The ongoing war in the Middle East involving US and Israel against Iran has disrupted global energy supply chains and rattled financial markets worldwide [1, 2, 3, 4, 5]. The conflict has severely strained supplies through the Strait of Hormuz, a critical chokepoint for oil and gas shipments [1, 2, 3, 4, 5]. Global crude inventories are being drawn down at a record pace due to major supply losses in this area [3, 4, 5].
Leaders from the IMF, World Bank, IEA and WTO issued a joint statement warning, "If shipping flows do not return to normal, continued rapid depletion of global oil inventories ahead of peak summer oil demand in the Northern Hemisphere would present increasing risks for fuel security, market conditions, and broader economic resilience" [1]. This comes as energy prices surge, hitting poorer and vulnerable countries hardest and raising concerns around fertilizer costs amid the planting season [5].
Fatih Birol, IEA Director, said, "We are facing the largest energy security crisis in world history.
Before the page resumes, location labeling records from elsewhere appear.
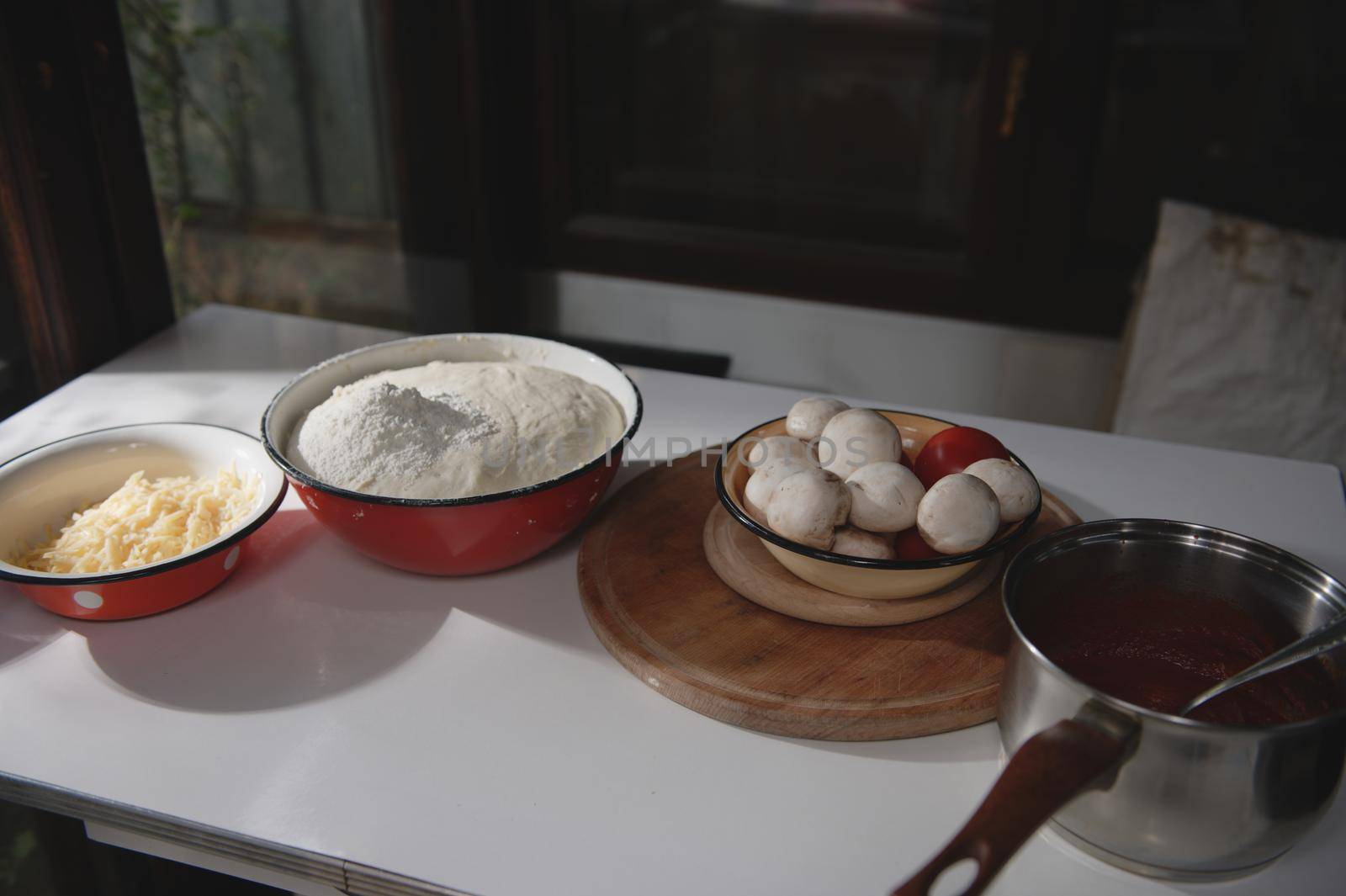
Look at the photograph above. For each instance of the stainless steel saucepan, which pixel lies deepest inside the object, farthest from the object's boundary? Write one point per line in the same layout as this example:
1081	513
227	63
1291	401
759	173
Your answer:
1151	793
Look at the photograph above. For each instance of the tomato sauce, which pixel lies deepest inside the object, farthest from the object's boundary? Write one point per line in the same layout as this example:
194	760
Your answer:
1158	649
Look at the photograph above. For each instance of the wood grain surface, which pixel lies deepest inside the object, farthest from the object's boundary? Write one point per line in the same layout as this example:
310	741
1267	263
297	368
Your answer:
659	607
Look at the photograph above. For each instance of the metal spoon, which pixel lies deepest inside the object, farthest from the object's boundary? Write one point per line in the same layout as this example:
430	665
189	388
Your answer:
1317	642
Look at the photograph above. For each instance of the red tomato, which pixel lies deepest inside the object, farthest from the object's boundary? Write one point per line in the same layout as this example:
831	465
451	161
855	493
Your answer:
952	449
910	545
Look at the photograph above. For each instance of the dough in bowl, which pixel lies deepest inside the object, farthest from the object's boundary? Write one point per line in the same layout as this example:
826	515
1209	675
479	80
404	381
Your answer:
455	429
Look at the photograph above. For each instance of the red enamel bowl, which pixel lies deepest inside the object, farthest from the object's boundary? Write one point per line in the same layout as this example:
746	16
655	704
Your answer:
42	489
457	536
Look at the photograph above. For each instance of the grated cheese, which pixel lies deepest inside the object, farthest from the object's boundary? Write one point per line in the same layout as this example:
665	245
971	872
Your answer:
146	521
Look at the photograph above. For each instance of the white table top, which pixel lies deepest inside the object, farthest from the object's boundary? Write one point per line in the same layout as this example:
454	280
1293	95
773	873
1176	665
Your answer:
473	732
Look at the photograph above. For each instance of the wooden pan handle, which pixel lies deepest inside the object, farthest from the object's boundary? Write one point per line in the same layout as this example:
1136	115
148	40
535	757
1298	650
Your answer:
1052	768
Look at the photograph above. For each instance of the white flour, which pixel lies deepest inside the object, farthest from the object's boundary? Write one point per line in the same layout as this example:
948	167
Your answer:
455	429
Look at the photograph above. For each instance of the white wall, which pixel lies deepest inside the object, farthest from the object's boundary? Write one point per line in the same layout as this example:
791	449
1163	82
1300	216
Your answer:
901	358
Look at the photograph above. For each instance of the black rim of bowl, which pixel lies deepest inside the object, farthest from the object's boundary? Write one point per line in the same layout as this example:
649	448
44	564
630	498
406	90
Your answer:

I believe it will reshape global investment strategies, with impacts comparable to the major energy changes following the 1970s oil crisis" [6]. Despite high oil prices, investment in oil is set to fall below $500 billion in 2026 for the third year running due to uncertainty and project limitations outside the Middle East [6].
Overall global energy investment is forecast at $3.4 trillion in 2026, slightly up from last year. Around $2.2 trillion will target grids, storage, low-emission fuels, nuclear, renewables and efficiency. Oil, gas and coal will receive about $1.2 trillion [6]. Natural gas investment is expected to reach a 10-year high of $330 billion, led by LNG export projects in the US and Qatar [6]. Renewable energy investment will total approximately $665 billion, with solar alone accounting for $365 billion. Nuclear power is projected to exceed $80 billion annually, while coal investment will hit $180 billion, its highest in a decade [6].
The IMF estimates vulnerable economies may need $20-50 billion in financial support due to the conflict’s fallout [4, 5]. Bangladesh has requested an assistance package and is negotiating with the IMF [4, 5]. The war has particularly impacted countries dependent on Gulf oil and gas imports, including much of South and Southeast Asia [4, 5]. IMF Chief Kristalina Georgieva said, "The war had forced a paring of the global growth forecast" [4].
On May 28-29, heads of the IMF, World Bank, IEA and WTO met to coordinate economic responses to the conflict’s impact [6, 1, 2, 3]. On May 31, global agencies reiterated warnings about risks to summer fuel security if the Strait of Hormuz remains closed [5].